After what I’ve learnt this time, I would encourage people to:
- Learn who the poultry farms are in your area, and certainly those within 3km. Get their contact details and communicate with them if you have cases in your area. It’s not going to help against the small backyard flocks but knowing who is at risk is certainly going to help with the commercial side.
- If it comes up in your area, I would consider your options for contingency plans, for example delaying chick placement, reflecting on my gut feeling earlier about that second farm that was within 3km.
- Familiarise yourself with the restrictions Defra typically introduce in Disease Control Zones. The NFU have produced a guide to AI Disease Control Zones here.

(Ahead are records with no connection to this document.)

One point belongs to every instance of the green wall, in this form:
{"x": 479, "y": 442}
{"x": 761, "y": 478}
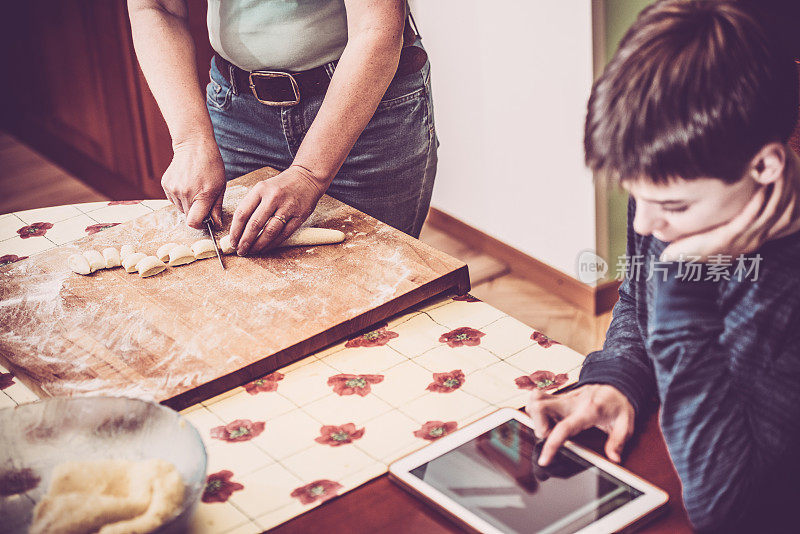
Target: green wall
{"x": 619, "y": 15}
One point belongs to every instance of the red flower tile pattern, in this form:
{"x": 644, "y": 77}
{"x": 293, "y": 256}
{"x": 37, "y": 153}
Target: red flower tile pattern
{"x": 94, "y": 228}
{"x": 543, "y": 380}
{"x": 239, "y": 430}
{"x": 447, "y": 382}
{"x": 339, "y": 435}
{"x": 346, "y": 384}
{"x": 264, "y": 384}
{"x": 319, "y": 490}
{"x": 543, "y": 340}
{"x": 461, "y": 337}
{"x": 6, "y": 380}
{"x": 433, "y": 430}
{"x": 378, "y": 337}
{"x": 220, "y": 487}
{"x": 34, "y": 230}
{"x": 11, "y": 258}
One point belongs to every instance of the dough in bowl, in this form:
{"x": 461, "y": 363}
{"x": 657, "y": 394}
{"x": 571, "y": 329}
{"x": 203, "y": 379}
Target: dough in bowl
{"x": 109, "y": 497}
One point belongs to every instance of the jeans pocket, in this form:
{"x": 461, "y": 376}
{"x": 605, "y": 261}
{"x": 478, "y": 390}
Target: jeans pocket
{"x": 217, "y": 95}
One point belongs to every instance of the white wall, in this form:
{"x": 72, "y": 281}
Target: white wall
{"x": 510, "y": 82}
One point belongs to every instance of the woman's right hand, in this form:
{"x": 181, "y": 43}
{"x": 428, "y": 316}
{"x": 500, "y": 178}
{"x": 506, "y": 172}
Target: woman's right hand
{"x": 559, "y": 417}
{"x": 195, "y": 182}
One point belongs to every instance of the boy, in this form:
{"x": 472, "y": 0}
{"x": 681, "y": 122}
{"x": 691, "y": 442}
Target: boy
{"x": 692, "y": 116}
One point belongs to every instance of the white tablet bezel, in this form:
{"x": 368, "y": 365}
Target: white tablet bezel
{"x": 652, "y": 498}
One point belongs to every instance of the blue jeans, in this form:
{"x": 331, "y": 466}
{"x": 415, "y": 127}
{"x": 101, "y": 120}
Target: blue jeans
{"x": 388, "y": 174}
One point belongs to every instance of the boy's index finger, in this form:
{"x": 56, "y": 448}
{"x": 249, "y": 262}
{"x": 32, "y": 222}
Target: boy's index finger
{"x": 560, "y": 434}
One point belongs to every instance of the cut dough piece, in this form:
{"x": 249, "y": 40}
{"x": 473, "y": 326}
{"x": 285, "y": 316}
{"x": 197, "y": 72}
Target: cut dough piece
{"x": 313, "y": 236}
{"x": 79, "y": 264}
{"x": 109, "y": 497}
{"x": 180, "y": 255}
{"x": 126, "y": 251}
{"x": 203, "y": 249}
{"x": 225, "y": 245}
{"x": 129, "y": 263}
{"x": 163, "y": 251}
{"x": 95, "y": 259}
{"x": 112, "y": 257}
{"x": 150, "y": 266}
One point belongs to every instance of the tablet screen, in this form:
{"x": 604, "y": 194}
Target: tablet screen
{"x": 496, "y": 477}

- Check with your processor to see if they’re Level 1 or 2 designated and communicate with them so everyone’s sharing information. If you’re in the zone and your processor can take the birds, do try and take a few more out of the sheds, so it gives you a bit more time. If you’re an egg producer or breeder then make sure your packing centre or hatchery also has the appropriate designation to receive eggs from within disease control zones.
- If you have multiple enterprises, investigate whether it’s possible to get a separate CPH for your poultry unit (we did this last year after some of our arable land was within a 3km PZ).
- Reach out to your local APHA officer. This could help you plan ahead for the future.